Schwarzl: Remote Side-Channel Attacks and Defenses
Martin Schwarzls Arbeit an der TU Graz, im Rahmen der CoreSec Group unter der Leitung von GI-Dissertationspreisträger Daniel Gruss, beschäftigt sich mit der Untersuchung neuer netzwerkbasierter Seitenkanalattacken und effizienter Gegenmaßnahmen. „Der Schutz privater Daten im Internet hat höchste Priorität. Allerdings sind moderne Hardware und Software auf eine hohe Performanz optimiert. Abhängig von den Nutzereingaben hinterlassen diese Optimierungen messbare Seiteneffekte, die sich in der Zeit, im Stromverbrauch oder in der elektromagnetischen Strahlung des Geräts widerspiegeln. Seitenkanalattacken nutzen diese Seiteneffekte aus, um sensible Daten von Systemen abzugreifen
“, erklärt der Steirer das Phänomen.
Neue Angreifer-Szenarien im Internet
Auch Cloud-Anbieter stehen vor der neuen Herausforderung, sich auch vor netzwerkbasierten Seitenkanalattacken zu schützen. Schwarzl präsentiert in seiner Forschung neu entdeckte Attacken, die es ermöglichen, ohne direkten Zugang zum Gerät, sensitive Daten von Zielsystemen auszulesen. Das bedeutet, dass jeder betroffene Server sogar aus dem Internet attackiert werden kann. Die*der Angreifer*in benötigt hierfür lediglich eine stabile Netzwerkverbindung zum Server. Die Folgen der Angriffe sind gravierend, denn mit diesen Attacken könnte z. B. eine unentdeckte Industriespionage in großem Maße durchgeführt werden. Mit netzwerkbasierten Seitenkanalattacken ist es möglich, Kund*innendaten von Webseiten ohne Berechtigung auszulesen. Die Angriffe zielen auf Datenbanksysteme, Webanwendungen, Browser und virtuelle Maschinen ab, die weitläufig in der Praxis genutzt werden. Zusätzlich zu den beschriebenen Angriffen werden neue Techniken gezeigt, um Sicherheitsmechanismen von Betriebssystemen zu umgehen.

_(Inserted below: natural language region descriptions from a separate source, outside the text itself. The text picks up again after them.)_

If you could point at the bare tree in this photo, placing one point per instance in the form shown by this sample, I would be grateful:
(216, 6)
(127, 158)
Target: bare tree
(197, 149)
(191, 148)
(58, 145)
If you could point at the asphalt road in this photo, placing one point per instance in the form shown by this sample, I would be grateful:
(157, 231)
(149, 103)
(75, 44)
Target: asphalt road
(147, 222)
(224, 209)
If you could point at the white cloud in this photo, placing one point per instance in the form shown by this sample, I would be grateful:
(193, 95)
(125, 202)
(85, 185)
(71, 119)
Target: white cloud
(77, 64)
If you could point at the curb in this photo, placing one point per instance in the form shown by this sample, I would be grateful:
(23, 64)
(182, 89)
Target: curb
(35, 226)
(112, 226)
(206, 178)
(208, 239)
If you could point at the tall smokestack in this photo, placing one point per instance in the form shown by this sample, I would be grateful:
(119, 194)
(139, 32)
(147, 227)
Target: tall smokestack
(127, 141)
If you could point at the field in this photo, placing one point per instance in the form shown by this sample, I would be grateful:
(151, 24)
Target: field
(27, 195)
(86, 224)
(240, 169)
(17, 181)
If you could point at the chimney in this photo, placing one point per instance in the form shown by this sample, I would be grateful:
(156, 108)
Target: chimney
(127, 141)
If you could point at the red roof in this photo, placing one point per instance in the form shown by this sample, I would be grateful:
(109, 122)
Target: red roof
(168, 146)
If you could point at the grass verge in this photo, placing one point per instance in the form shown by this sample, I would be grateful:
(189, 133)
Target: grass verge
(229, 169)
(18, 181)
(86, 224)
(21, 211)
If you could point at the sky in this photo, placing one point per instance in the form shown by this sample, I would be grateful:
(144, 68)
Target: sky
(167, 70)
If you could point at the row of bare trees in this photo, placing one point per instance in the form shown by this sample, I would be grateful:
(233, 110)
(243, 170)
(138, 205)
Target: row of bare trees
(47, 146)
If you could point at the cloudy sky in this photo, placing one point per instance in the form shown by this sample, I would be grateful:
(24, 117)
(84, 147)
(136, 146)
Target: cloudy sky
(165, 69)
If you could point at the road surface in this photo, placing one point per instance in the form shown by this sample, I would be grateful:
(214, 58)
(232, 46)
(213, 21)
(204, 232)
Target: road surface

Des Weiteren wird in Schwarzls Dissertation eine neue Sicherheitsmaßnahme gegen Spectre-Attacken im lokalen und Cloud-Szenario vorgestellt. „In Kollaboration mit dem US-Konzern Cloudflare haben wir eine effiziente Gegenmaßnahme für netzwerkbasierte Spectre-Attacken entwickelt. Diese Gegenmaßnahme erkennt bösartige Angreifer*innen und isoliert diese
“, so der 29-Jährige. Die publizierten Arbeiten der Dissertation erhielten mediale Aufmerksamkeit in Fachzeitschriften und wurden auf renommierten internationalen akademischen und wirtschaftlichen Konferenzen präsentiert.
Leidenschaft für Ethical Hacking
Schon in der Schulzeit faszinierte Schwarzl das Cracking und Modding von Computerspielen. Er nahm an einer Reihe an Hacking-Challenges Teil und erweitere stetig sein Wissen über Sicherheitslücken von Soft- und Hardware, so dass er während seines Studiums auch österreichische Firmen in IT-Sicherheitsfragen beriet. Im Jahr 2018 trat erstmals die Seitenkanalattacke Spectre auf, die es ermöglichte, sämtliche Daten wie Passwörter aus Systemen auszulesen. Die CoreSec-Gruppe der TU Graz mit Michael Schwarz, Daniel Gruss und Moritz Lipp hatte wesentlich zur Entdeckung beigetragen und Martin Schwarzl für eine wissenschaftliche Laufbahn motiviert.